His research interests covers generally public international law and its relationship to EU law. His current research focuses on the denial of direct effect to the WTO law in the EC legal system as a matter of institutional balancing.
Tetsuya Watanabe
Global Research Fellow
Japan
Dr. Watanabe is currently a Professor at the Faculty of Law, Kyushu University, Fukuoka, Japan, where he has been since 2003. He received a doctoral certificate from Kyoto University in 1995 and became Ph. D candidate. He received a Ph.D. from Kyoto University in 2000. He also received an LL.M from Fukuoka University in 1989 and an LL.B from Kyushu University in 1987. Professor Watanabe teaches in the areas of Tax law (Basic Income Taxation, Corporate Taxation and International Taxation as well as other fields of public and constitutional law). His principal research interests are in comparative corporate tax law and tax avoidance (especially in M&A transactions including international aspects) with a focus on US and UK law. He has published numerous articles and papers on this topic. He is also the author of two monographs and co-author of two famous text books.
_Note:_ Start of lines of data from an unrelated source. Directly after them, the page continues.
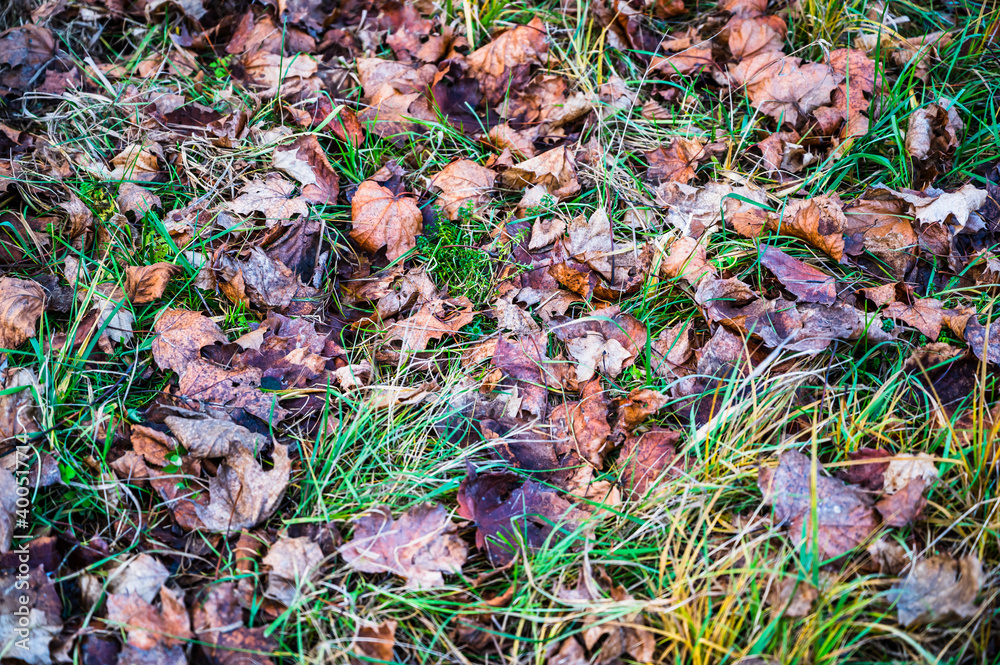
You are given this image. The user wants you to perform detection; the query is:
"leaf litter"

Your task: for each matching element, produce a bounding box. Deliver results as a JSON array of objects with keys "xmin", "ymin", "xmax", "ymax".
[{"xmin": 0, "ymin": 0, "xmax": 1000, "ymax": 664}]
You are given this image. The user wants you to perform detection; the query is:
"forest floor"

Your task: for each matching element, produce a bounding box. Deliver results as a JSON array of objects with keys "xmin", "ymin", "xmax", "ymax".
[{"xmin": 0, "ymin": 0, "xmax": 1000, "ymax": 665}]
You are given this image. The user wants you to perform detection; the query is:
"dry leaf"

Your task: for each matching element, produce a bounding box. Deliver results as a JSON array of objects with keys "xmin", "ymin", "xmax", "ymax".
[
  {"xmin": 125, "ymin": 261, "xmax": 181, "ymax": 305},
  {"xmin": 757, "ymin": 450, "xmax": 878, "ymax": 561},
  {"xmin": 351, "ymin": 180, "xmax": 423, "ymax": 261},
  {"xmin": 430, "ymin": 159, "xmax": 497, "ymax": 220},
  {"xmin": 340, "ymin": 503, "xmax": 468, "ymax": 589},
  {"xmin": 0, "ymin": 277, "xmax": 46, "ymax": 350},
  {"xmin": 893, "ymin": 554, "xmax": 983, "ymax": 627},
  {"xmin": 760, "ymin": 247, "xmax": 837, "ymax": 305}
]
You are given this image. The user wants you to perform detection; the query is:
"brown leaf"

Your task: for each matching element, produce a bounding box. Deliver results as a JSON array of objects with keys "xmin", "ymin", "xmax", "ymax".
[
  {"xmin": 340, "ymin": 503, "xmax": 468, "ymax": 589},
  {"xmin": 618, "ymin": 429, "xmax": 681, "ymax": 501},
  {"xmin": 882, "ymin": 298, "xmax": 944, "ymax": 342},
  {"xmin": 353, "ymin": 621, "xmax": 397, "ymax": 663},
  {"xmin": 351, "ymin": 180, "xmax": 423, "ymax": 261},
  {"xmin": 272, "ymin": 134, "xmax": 340, "ymax": 204},
  {"xmin": 466, "ymin": 17, "xmax": 549, "ymax": 105},
  {"xmin": 192, "ymin": 582, "xmax": 277, "ymax": 665},
  {"xmin": 228, "ymin": 173, "xmax": 309, "ymax": 226},
  {"xmin": 646, "ymin": 136, "xmax": 706, "ymax": 185},
  {"xmin": 243, "ymin": 51, "xmax": 321, "ymax": 98},
  {"xmin": 115, "ymin": 182, "xmax": 163, "ymax": 219},
  {"xmin": 458, "ymin": 470, "xmax": 581, "ymax": 566},
  {"xmin": 125, "ymin": 261, "xmax": 181, "ymax": 305},
  {"xmin": 767, "ymin": 577, "xmax": 819, "ymax": 618},
  {"xmin": 760, "ymin": 247, "xmax": 837, "ymax": 305},
  {"xmin": 660, "ymin": 236, "xmax": 715, "ymax": 287},
  {"xmin": 875, "ymin": 478, "xmax": 927, "ymax": 527},
  {"xmin": 549, "ymin": 379, "xmax": 611, "ymax": 467},
  {"xmin": 615, "ymin": 388, "xmax": 668, "ymax": 432},
  {"xmin": 893, "ymin": 554, "xmax": 983, "ymax": 627},
  {"xmin": 108, "ymin": 587, "xmax": 192, "ymax": 651},
  {"xmin": 165, "ymin": 416, "xmax": 291, "ymax": 534},
  {"xmin": 152, "ymin": 308, "xmax": 229, "ymax": 374},
  {"xmin": 730, "ymin": 51, "xmax": 844, "ymax": 126},
  {"xmin": 430, "ymin": 159, "xmax": 497, "ymax": 220},
  {"xmin": 837, "ymin": 448, "xmax": 892, "ymax": 492},
  {"xmin": 757, "ymin": 450, "xmax": 878, "ymax": 561},
  {"xmin": 261, "ymin": 536, "xmax": 324, "ymax": 607},
  {"xmin": 767, "ymin": 196, "xmax": 847, "ymax": 261},
  {"xmin": 386, "ymin": 296, "xmax": 475, "ymax": 352},
  {"xmin": 500, "ymin": 147, "xmax": 580, "ymax": 199}
]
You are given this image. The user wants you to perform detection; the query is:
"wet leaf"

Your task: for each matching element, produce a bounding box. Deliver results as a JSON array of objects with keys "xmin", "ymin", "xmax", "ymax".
[
  {"xmin": 340, "ymin": 503, "xmax": 468, "ymax": 589},
  {"xmin": 351, "ymin": 180, "xmax": 423, "ymax": 261},
  {"xmin": 893, "ymin": 554, "xmax": 983, "ymax": 626},
  {"xmin": 757, "ymin": 450, "xmax": 878, "ymax": 561}
]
Professor Watanabe was a Visiting Scholar at U.C. Berkeley School of Law (Boalt) in 1998-1999 and at Harvard Law School in 1999-2000. He was a Visiting Professor at University of Munich in 2007 and National University of Singapore (Asian Law Institute) in 2009. He also teaches in Duke University Law School Summer Program (at Hong Kong) in 2009. Professor Watanabe is a board member of the Japan Tax Jurisprudence Association and the Japanese Society for Tax Law. He is a research member of various non-profitable organizations, such as the Japan Tax Research Institute. He is also a member of several important governmental tax committees in Japan, at the Ministry of Finance (MOF), Ministry of Economy, Trade and Industry (METI) and Ministry of Internal Affairs and Communications (MIC).Professor Watanabe is a Fulbright Scholar in 2009-2010 academic year.
Siobhan Wills
Global Research Fellow
Ireland
Dr Siobhán Wills is a lecturer in law at University College Cork, Ireland and is also on the Executive Board of the Centre for Criminal Justice and Human Rights, which is based in the law department. Her field of research is International Humanitarian Law. Her current research focuses on the consequences for ‘protected persons’ of a change in the nature of a an armed conflict from international to non-international. She is also exploring the progress and implications of Security Council Resolution 1325 on the protection of women in armed conflict, which has its tenth anniversary in 2010. She has written a book Protecting Civilians: The Obligations of Peacekeepers which was published by Oxford University Press in March 2009.